The Arizona Department of Gaming has refused to certify the Tohono O’odham Nation’s 0 million Glendale casino, which is due to open later this year.
This caused the tribe to file suit against the state on June 22.
Arizona claims that the tribe committed fraud when it negotiated its tribal state gaming compact in 2002, when it did not disclose that it had purchased land next to Glendale, and that it intended to open a casino there.
The tribe has so far taken on and bested all comers in the court arena, and courts have ruled that there is no evidence that it agreed not to build a casino in the West Valley when it negotiated its compact.
The decision is controversial.
The Arizona Republic quoted Glendale councilmember Gary Sherwood last week, “The state’s actions fly in the face of the recommendations of ADG’s own gaming-law expert, federal law and a federal District Court ruling reaffirming that the Tohono O’odham Nation’s project is authorized under the compact.

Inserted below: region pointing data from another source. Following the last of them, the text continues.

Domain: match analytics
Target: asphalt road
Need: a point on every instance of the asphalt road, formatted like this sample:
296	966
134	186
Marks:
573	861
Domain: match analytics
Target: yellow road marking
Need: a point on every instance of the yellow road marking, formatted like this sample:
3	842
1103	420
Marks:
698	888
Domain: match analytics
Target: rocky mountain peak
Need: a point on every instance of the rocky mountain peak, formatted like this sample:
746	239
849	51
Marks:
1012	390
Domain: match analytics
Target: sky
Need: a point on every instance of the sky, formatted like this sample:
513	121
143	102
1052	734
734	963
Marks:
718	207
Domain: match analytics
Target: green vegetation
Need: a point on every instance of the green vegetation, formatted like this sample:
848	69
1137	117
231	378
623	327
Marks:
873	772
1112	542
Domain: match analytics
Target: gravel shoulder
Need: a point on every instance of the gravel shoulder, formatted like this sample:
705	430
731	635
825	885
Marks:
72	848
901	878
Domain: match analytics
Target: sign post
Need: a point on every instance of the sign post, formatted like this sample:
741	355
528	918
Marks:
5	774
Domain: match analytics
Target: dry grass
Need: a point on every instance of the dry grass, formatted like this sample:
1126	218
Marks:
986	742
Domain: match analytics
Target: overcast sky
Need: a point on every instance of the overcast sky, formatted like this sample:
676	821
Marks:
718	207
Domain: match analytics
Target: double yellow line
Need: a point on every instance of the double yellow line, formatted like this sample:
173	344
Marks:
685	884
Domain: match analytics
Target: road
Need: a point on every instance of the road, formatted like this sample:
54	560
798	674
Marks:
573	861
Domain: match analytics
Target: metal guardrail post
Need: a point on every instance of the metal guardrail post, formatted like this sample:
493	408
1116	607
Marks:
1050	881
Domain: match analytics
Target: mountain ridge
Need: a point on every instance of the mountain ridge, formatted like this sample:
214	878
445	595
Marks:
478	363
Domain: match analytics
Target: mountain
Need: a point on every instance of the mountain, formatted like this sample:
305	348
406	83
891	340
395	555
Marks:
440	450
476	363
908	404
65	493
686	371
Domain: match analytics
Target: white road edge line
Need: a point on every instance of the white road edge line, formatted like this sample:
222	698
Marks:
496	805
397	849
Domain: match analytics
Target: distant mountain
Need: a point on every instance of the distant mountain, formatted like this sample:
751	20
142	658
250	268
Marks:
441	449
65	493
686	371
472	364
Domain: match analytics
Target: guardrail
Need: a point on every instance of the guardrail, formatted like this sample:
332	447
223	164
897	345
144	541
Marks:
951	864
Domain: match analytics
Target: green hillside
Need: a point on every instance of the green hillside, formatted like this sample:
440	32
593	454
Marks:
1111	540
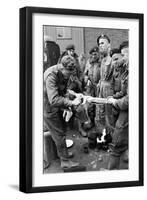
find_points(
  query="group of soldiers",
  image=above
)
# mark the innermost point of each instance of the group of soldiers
(93, 91)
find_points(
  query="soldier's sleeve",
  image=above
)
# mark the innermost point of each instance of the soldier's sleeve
(122, 104)
(52, 92)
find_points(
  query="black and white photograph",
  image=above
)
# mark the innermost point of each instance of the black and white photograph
(82, 117)
(86, 99)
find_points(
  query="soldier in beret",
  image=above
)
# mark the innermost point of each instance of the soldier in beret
(120, 102)
(55, 101)
(92, 77)
(105, 87)
(70, 50)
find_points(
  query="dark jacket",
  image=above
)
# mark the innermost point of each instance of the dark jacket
(55, 87)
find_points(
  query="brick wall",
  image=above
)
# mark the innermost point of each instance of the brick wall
(117, 36)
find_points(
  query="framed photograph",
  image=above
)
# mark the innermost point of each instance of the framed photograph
(81, 99)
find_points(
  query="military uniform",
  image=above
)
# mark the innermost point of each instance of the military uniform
(55, 87)
(119, 145)
(105, 89)
(92, 74)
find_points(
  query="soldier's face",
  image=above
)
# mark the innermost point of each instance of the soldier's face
(71, 52)
(94, 56)
(125, 54)
(68, 72)
(116, 60)
(104, 45)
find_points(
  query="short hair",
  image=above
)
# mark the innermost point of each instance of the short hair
(124, 44)
(103, 36)
(70, 46)
(68, 62)
(94, 49)
(113, 51)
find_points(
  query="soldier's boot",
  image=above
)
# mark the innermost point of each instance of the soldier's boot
(68, 164)
(70, 155)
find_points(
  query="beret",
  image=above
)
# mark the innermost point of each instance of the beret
(103, 37)
(124, 44)
(68, 62)
(94, 49)
(113, 51)
(70, 46)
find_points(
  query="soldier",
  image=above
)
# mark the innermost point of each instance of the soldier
(119, 146)
(55, 87)
(92, 77)
(70, 50)
(51, 52)
(105, 87)
(92, 72)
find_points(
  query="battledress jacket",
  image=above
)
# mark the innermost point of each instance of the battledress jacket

As a result, the Tohono O’odham has filed suit to compel the state to abide by federal law and immediately cease its threats to certified gaming vendors and employees.”
Litchfield Park Mayor Thomas Schoaf supports the state. “A broad coalition came together in 2002 to approve a new tribal gaming agreement which limited gaming to existing reservations,” he said. “The Tohono O’odham promised not to open an additional casino in metropolitan Phoenix.
“Allowing the Tohono O’odhams to break their promise would be unfair to those who relied on this promise, including businesses which would now be forced to compete with an unregulated and untaxed business.”
The controversy can be traced back to 1960 when the U.S. Army Corps of Engineers built the Painted Rock Dam on the Gila River, eventually inundating the Tohonos’ reservation: about 10,000 acres.
In 1986 Congress authorized buying the inundated land for $30 million, which it was authorized to spend on an alternative reservation. Two years later Congress adopted the Indian Gaming Regulatory Act.
In 2002 Arizona voters approved the state tribal gaming compact between the state and all of its gaming tribes. A year later an LLC created by the tribe began buying land next to Glendale for the tribe. In 2009 the tribe announced its intentions to build a casino resort on the land.
In 2010 the Bureau of Indian Affairs put the land into trust. That same year the Gila River Indian Community and later the city of Glendale sued the Department of the Interior, claiming that it didn’t taken into account whether the land, surrounded by a city, was suitable for a casino.
The tribe won a series of court challenges against its right to build. IN 2012 the first attempt at a Congressional solution occurred with the passage of a bill sponsored by Rep. Trent Franks that would prevent the casino from operating.
This same bill is now very much alive in the House, and is being pushed in the Senate by Senator John McCain.
In July 2014 the Bureau of Indian Affairs reaffirmed its earlier decision that putting the 54 acres into trust was proper. Around the same time the Glendale City council reversed its opposition to the casino.
The tribe broke ground on August 2014 and in February of this year steel framing began on an interim facility.